Biodiesel (RME)

„Biodiesel“ ist ein Kraftstoff der aus dem Öl der Raps-Saat gewonnen wird. Das Rapsöl ist aber im Rohzustand für herkömmliche Dieselmotoren nicht zu verwenden. Das Öl muss zunächst in einen Kraftstoff (RME, auch „Biodiesel“ genannt) umgewandelt werden, welcher ähnliche Eigenschaften hat, wie der Dieselkraftstoff selbst.

Um Biodiesel verwenden zu können, sollte allerdings eine ausdrückliche Freigabe des Autoherstellers vorliegen.

RME hat die Eigenschaft eines Lösungsmittels und greift Kunststoffe an. Kunststoffe werden im Kraftstoffsystem im Allgemeinen bei Schläuchen und Dichtungen der Einspritzpumpe verwendet.

Daher sind Schäden bei dauerhaftem Betrieb mit RME nicht ausgeschlossen, wodurch auch die Garantie- und Gewährleistungsansprüche des Herstellers erlischen können.

Bei häufigem Stadtverkehr besteht zudem die Gefahr der Verdünnung des Motoröls. Das erfordert häufigere Ölwechsel, als durch den Hersteller angegeben ist.

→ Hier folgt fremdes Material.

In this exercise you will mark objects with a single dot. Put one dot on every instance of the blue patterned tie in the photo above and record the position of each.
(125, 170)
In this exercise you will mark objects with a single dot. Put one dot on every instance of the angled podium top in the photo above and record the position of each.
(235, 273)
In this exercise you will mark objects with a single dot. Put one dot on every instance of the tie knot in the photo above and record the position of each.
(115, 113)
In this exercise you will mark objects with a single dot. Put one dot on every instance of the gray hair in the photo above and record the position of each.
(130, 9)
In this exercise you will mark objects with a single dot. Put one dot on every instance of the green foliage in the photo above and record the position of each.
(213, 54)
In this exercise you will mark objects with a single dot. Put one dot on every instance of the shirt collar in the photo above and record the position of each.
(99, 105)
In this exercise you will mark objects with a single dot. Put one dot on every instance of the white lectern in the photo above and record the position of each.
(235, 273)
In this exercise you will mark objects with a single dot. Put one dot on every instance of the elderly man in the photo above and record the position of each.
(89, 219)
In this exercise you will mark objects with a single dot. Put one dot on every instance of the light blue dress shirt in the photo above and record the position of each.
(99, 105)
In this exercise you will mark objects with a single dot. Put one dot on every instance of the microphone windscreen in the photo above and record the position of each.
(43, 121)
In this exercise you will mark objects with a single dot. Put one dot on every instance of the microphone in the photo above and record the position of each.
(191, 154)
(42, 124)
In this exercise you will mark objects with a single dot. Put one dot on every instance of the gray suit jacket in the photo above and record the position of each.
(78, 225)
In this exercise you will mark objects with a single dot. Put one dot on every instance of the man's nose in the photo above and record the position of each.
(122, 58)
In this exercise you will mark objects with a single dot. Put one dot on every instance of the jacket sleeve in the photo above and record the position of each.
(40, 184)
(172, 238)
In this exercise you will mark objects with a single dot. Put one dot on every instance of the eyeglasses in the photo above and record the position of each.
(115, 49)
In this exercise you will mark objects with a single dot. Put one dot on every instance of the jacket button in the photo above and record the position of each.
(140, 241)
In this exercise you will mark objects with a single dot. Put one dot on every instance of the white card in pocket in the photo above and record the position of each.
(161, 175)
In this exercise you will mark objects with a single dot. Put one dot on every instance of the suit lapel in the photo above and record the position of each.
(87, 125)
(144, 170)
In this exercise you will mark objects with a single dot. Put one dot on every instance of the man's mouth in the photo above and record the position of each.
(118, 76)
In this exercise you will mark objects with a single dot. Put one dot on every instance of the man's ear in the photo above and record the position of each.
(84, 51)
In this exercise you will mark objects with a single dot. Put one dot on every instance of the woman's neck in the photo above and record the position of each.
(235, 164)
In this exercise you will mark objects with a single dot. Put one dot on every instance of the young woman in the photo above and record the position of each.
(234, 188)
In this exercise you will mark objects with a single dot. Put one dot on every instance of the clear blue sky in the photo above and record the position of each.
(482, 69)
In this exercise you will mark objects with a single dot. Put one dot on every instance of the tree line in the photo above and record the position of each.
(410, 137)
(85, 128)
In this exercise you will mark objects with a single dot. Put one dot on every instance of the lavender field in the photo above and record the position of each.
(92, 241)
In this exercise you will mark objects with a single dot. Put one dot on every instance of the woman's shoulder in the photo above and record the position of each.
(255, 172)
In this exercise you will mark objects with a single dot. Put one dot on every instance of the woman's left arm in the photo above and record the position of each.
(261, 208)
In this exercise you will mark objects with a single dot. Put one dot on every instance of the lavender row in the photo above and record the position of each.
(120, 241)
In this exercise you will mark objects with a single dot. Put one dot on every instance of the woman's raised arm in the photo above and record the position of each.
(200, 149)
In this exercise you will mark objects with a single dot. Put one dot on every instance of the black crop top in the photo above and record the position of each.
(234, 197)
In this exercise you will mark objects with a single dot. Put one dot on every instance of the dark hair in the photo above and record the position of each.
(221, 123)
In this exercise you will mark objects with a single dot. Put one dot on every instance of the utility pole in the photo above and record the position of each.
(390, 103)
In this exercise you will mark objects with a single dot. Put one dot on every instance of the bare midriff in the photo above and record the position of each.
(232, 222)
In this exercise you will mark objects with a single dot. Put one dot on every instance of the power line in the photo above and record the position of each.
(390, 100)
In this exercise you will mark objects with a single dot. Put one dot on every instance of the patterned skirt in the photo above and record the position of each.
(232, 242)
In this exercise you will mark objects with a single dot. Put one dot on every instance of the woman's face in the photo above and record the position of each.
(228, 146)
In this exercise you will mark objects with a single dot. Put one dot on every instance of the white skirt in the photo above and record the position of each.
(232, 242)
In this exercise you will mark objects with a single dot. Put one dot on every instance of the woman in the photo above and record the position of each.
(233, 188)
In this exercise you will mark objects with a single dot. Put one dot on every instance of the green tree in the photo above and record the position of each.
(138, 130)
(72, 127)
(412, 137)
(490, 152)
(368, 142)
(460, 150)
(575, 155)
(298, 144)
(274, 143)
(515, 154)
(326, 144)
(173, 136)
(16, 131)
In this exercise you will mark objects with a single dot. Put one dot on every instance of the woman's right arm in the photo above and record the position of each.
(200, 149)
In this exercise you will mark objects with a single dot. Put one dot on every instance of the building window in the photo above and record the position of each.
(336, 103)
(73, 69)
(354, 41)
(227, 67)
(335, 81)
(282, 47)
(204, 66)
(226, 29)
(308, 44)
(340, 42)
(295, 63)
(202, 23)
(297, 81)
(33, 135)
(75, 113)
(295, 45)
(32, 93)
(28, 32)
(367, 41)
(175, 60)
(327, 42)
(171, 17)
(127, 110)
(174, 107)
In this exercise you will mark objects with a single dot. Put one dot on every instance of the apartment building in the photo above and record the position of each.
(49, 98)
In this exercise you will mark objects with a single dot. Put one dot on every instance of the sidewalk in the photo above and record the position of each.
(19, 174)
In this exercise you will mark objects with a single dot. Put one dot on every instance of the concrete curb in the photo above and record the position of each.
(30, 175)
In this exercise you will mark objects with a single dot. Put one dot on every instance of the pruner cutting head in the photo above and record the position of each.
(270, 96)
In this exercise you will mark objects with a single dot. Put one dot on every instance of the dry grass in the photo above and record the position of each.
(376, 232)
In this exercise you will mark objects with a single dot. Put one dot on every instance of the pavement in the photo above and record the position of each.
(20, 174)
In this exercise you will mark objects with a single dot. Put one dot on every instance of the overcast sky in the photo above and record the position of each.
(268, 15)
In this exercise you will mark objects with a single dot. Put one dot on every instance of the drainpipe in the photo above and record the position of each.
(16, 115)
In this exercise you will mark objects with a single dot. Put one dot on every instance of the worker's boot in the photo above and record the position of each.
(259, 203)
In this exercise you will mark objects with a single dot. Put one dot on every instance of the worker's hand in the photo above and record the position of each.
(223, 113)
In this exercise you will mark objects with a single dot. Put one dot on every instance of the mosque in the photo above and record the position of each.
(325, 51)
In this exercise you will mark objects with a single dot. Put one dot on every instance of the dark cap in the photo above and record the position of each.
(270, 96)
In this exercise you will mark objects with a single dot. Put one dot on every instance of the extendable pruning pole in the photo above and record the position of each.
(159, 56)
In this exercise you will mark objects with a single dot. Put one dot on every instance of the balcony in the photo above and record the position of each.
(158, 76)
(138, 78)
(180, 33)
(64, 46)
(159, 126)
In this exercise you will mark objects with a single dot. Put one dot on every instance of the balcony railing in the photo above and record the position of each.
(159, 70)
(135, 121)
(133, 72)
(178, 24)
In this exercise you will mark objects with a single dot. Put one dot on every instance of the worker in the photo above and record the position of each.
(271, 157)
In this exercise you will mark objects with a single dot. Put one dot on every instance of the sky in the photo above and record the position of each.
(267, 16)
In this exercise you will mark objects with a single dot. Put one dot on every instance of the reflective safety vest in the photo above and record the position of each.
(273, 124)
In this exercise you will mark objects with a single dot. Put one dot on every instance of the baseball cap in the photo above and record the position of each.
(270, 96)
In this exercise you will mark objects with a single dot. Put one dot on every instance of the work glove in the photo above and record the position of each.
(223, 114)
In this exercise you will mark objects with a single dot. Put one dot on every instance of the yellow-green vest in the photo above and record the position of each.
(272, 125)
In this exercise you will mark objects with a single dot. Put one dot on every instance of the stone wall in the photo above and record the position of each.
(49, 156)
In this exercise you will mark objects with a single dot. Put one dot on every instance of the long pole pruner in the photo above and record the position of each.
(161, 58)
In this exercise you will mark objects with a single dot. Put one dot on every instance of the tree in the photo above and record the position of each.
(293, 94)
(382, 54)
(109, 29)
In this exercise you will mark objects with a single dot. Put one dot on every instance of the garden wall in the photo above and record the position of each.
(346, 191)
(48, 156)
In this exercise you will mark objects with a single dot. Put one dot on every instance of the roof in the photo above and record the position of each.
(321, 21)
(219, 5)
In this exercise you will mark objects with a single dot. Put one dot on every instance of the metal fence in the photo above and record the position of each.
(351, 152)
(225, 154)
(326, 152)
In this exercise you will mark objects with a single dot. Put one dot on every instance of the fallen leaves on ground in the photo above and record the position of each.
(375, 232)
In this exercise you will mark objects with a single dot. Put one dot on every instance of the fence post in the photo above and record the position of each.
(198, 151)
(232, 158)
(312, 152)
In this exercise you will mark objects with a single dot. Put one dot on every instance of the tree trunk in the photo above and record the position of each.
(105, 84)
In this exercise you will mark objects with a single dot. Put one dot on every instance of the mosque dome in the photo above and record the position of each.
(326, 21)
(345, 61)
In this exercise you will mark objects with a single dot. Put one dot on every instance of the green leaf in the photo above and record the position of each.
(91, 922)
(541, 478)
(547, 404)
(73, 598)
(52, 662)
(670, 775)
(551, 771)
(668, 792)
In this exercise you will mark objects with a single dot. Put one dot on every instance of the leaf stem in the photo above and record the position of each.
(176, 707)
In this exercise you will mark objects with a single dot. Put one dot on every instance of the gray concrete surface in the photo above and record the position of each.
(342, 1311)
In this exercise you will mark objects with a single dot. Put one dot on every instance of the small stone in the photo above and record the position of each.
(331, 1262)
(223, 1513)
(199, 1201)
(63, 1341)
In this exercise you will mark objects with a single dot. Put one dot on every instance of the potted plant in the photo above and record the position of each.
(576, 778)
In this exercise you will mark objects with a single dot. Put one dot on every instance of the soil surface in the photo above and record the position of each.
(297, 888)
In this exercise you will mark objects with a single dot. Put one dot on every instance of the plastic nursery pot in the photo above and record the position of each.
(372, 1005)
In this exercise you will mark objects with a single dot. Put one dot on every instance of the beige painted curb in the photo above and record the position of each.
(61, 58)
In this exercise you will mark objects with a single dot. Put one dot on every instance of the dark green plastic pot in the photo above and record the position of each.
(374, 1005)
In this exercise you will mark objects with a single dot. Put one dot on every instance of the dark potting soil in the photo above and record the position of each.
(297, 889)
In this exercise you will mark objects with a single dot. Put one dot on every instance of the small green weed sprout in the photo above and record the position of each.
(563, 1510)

Freigaben der Hersteller kollidieren zudem öfters mit der Gewährleistung der Zulieferer. So gibt der Fahrzeughersteller, z.B. VW, ein Fahrzeug für den Betrieb mit Biodiesel frei, der Hersteller der Kraftstoffpumpe, z.B. Bosch, sein Produkt häufig jedoch nicht. Dieses kann zu Problemen bei Gewährleistungs- und Kulanzansprüchen führen.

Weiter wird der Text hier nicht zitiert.